Post-colonial theory is of critical relevance when evaluating discursive constructions such as the development and climate discourse. Post-colonialism’s attentiveness to the past is useful when trying to understand the long-lasting effects of past traumatic experiences such as colonization, both at the collective and individual level. Post-colonialism is also concerned with unveiling the epistemic violence –that is violent forms of representation– emerging from the colonization process. Both the old-fashion, conquering colonialism and the modern ideological colonialism perform epistemic violence when wedging difference into its knowledge system. Post-colonialism attempts to highlight the missing parts that are concealed and oppressed through these modes of representation. Moreover, it embarks on the difficult task of identifying alternative ways of understanding and interacting with difference. Some post-colonial theorists propose instead a politics of difference that does not subsume and traumatizes difference but welcomes it through a continuous process of self-generation.

I divided the discursive analysis into two parts. The first one looked at three major documents of the UNFCCC: the founding document of the Convention, the Kyoto Protocol, and the Paris Agreement. I was looking for evidence that the language employed was reflect of an implicit developmental agenda. What I found was that in all three documents the most frequent words were development, technology, science, economy, and finance. For the second part of my analysis, I looked at the projects approved by the Green Climate Fund. I found that 60 out of the 82 projects contained developmental elements; many of them supported in one way or another industrialization, the expansion of the financial sector, and urbanization.

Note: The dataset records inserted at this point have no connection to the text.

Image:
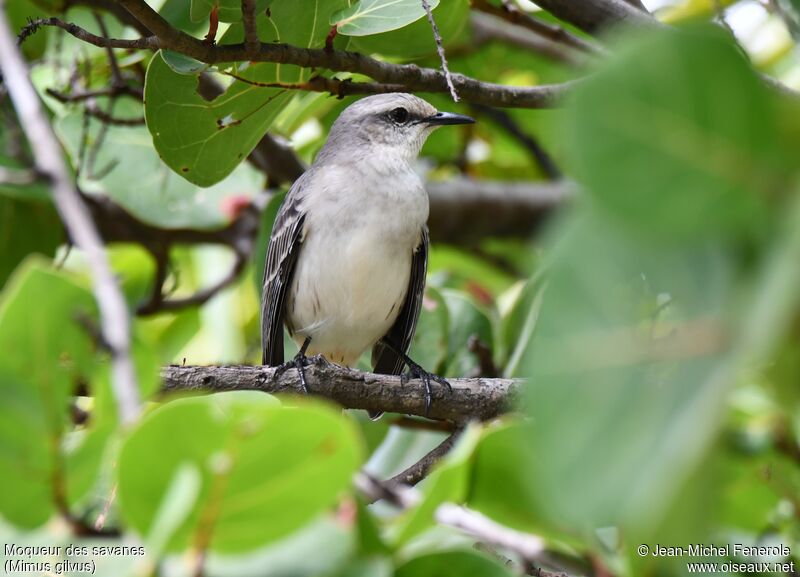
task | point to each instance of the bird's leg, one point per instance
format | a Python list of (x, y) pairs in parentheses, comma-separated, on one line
[(299, 362), (416, 371)]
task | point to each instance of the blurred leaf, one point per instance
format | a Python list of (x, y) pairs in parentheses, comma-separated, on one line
[(680, 160), (367, 567), (452, 564), (447, 482), (183, 64), (229, 10), (376, 16), (429, 347), (36, 383), (19, 12), (128, 170), (266, 469), (466, 320), (415, 40), (26, 227), (203, 140), (268, 216)]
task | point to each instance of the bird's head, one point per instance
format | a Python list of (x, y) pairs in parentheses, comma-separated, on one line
[(395, 124)]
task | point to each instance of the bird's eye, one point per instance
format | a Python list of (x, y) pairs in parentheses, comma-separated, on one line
[(399, 115)]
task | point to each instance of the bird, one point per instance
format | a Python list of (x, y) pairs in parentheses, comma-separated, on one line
[(347, 257)]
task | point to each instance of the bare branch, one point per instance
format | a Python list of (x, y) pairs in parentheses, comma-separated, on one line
[(49, 160), (486, 28), (470, 399), (409, 77), (527, 546), (251, 40), (437, 38), (492, 208)]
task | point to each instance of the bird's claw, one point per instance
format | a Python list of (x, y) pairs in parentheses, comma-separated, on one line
[(299, 362), (417, 372)]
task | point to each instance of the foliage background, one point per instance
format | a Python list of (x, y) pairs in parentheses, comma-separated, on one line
[(656, 316)]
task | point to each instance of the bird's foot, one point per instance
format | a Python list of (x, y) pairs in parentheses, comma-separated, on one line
[(299, 362), (415, 371)]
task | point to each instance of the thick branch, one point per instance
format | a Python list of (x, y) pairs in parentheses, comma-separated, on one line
[(114, 319), (514, 15), (465, 210), (470, 398), (594, 16), (410, 76)]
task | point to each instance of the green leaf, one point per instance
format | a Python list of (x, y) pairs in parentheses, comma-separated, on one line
[(266, 470), (183, 64), (35, 387), (628, 372), (680, 159), (268, 216), (430, 345), (203, 140), (466, 320), (448, 482), (416, 40), (452, 564), (128, 170), (26, 227), (376, 16), (19, 12)]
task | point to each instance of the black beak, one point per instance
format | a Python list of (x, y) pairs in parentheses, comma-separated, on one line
[(442, 118)]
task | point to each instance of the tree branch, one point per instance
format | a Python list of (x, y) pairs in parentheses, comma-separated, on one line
[(419, 470), (410, 76), (49, 161), (514, 15), (470, 399)]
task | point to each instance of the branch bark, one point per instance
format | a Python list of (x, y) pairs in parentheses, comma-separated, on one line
[(412, 77), (114, 319), (470, 399)]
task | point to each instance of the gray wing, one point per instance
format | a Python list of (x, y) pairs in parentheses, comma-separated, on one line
[(385, 360), (284, 246)]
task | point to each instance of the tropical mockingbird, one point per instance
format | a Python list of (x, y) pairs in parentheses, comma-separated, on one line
[(346, 263)]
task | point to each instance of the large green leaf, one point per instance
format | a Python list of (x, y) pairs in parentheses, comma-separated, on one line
[(416, 39), (681, 157), (266, 470), (204, 140), (128, 170), (26, 227), (448, 482), (452, 564), (628, 371), (376, 16), (36, 377)]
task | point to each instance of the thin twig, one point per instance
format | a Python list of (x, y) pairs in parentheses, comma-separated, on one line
[(50, 162), (440, 49), (470, 398), (419, 470), (251, 40), (411, 77), (505, 121)]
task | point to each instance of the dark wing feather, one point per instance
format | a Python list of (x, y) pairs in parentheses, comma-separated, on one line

By the end of the project, I reached three conclusions:


  1. First, any sort of monolithic representation, even that one of the climate victims, conveys the idea of “an already constituted, coherent group with identical interests and desires” (Mohanty 1988, 336). Although one might argue that with climate change the shared goal is to prevent or mitigate the negative effects of anthropogenic climate change, there is no agreement as to how this should be done.
  2. Second, the creation of hierarchies according to a pre-determined yardstick for development or industrialization. Because Climate Solutions are mostly posed in terms of technological innovation and infrastructural preparedness, poorer countries (or even regions within a country) are portrayed as “backward” or “unprepared.” This hierarchization results in the poorer countries (or groups) having to abide by the rules imposed on them and always trying to catch up in an uneven playing field.
  3. Third, to strictly follow a technocratic approach that relies on economic growth to stimulate technological innovation greatly constrains the field of action. Not only is technology praised as the savior, but also it is a very particular notion of technology that undermines any type of knowledge that is not based on a Western conception of science


I would like to conclude by saying that while post-development and post-colonial critiques are important and shed light on important processes of exclusion and repression, they complicate multilateral approaches to climate change. Through the last stages of the project, I struggled to find a middle ground between a sickening universalism and a weakening relativism. What follows is a making sense of these theoretical insights without being paralyzed by their complexity. The work doesn’t end here, it just begins.




  1. Agostino, Ana. “Post-development: unveiling clues for a possible future.” In Exploring Post-development: theory and practice, problems and perspectives, edited by Aram Ziai, 197-211. London and New York: Routledge, 2007.
  2. Mohanty, Chandra Talpade. “Under Western Eyes: Feminist scholarship and colonial discourses.” Feminist Review 30 (1988): 61-88.